When sleep is disrupted, this repair window shortens. Circadian misalignment alters fibroblast activity, slows barrier recovery and increases oxidative stress.  As a result, collagen synthesis becomes less efficient and existing collagen is broken down more rapidly.  This partly explains why chronically sleep-deprived patients often present with skin that looks dull, fragile and slow to recover, regardless of how meticulous their skincare routine may be.

This is where sleep-supportive supplementation can be useful, provided it supports physiology.  Magnesium is particularly relevant in this context, acting as a neuromodulator rather than a sedative.  It helps calm excitatory neural signalling and is required for effective ATP utilisation, making it important for both sleep quality and overnight repair indirectly.  Form matters: magnesium glycinate is well absorbed and gently calming, while magnesium threonate may be useful where cognitive hyperarousal disrupts sleep.  Magnesium oxide, despite its popularity, is poorly absorbed and rarely effective for sleep.

Other compounds, such as L-tryptophan, glycine and well-standardised ashwagandha extracts, can support sleep by lowering stress signalling and supporting melatonin pathways.  Used sensibly, these interventions help restore the conditions under which skin can repair itself.  When circadian rhythm, inflammation and metabolic efficiency are aligned, collagen production again becomes a by-product of good physiology and general health.

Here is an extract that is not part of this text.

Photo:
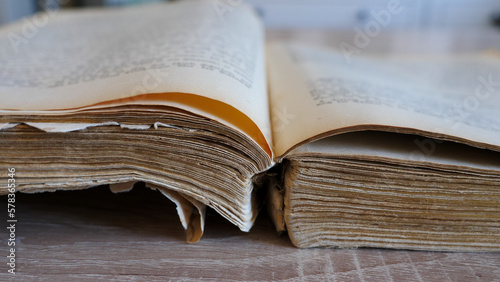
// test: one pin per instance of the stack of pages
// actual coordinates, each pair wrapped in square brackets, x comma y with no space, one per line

The gut–skin axis: skin health often starts in the bowel


The gut–skin-axis refers to the interconnected biological pathways through which the gastrointestinal tract influences skin function, immune behaviour and inflammatory tone.  It reflects a complex network of immune signalling, microbial metabolites, endocrine responses and neural pathways linking the gut to peripheral tissues, including the skin (there are also ‘axes’ between the gut and other organs, such as the ‘gut-brain axis’).  The gastrointestinal tract houses the majority of the body’s immune cells and a dense, metabolically active microbiome that produces a wide range of bioactive compounds.  These microbial metabolites, alongside immune mediators generated in the gut, circulate systemically and influence how skin cells behave, repair and respond to stress.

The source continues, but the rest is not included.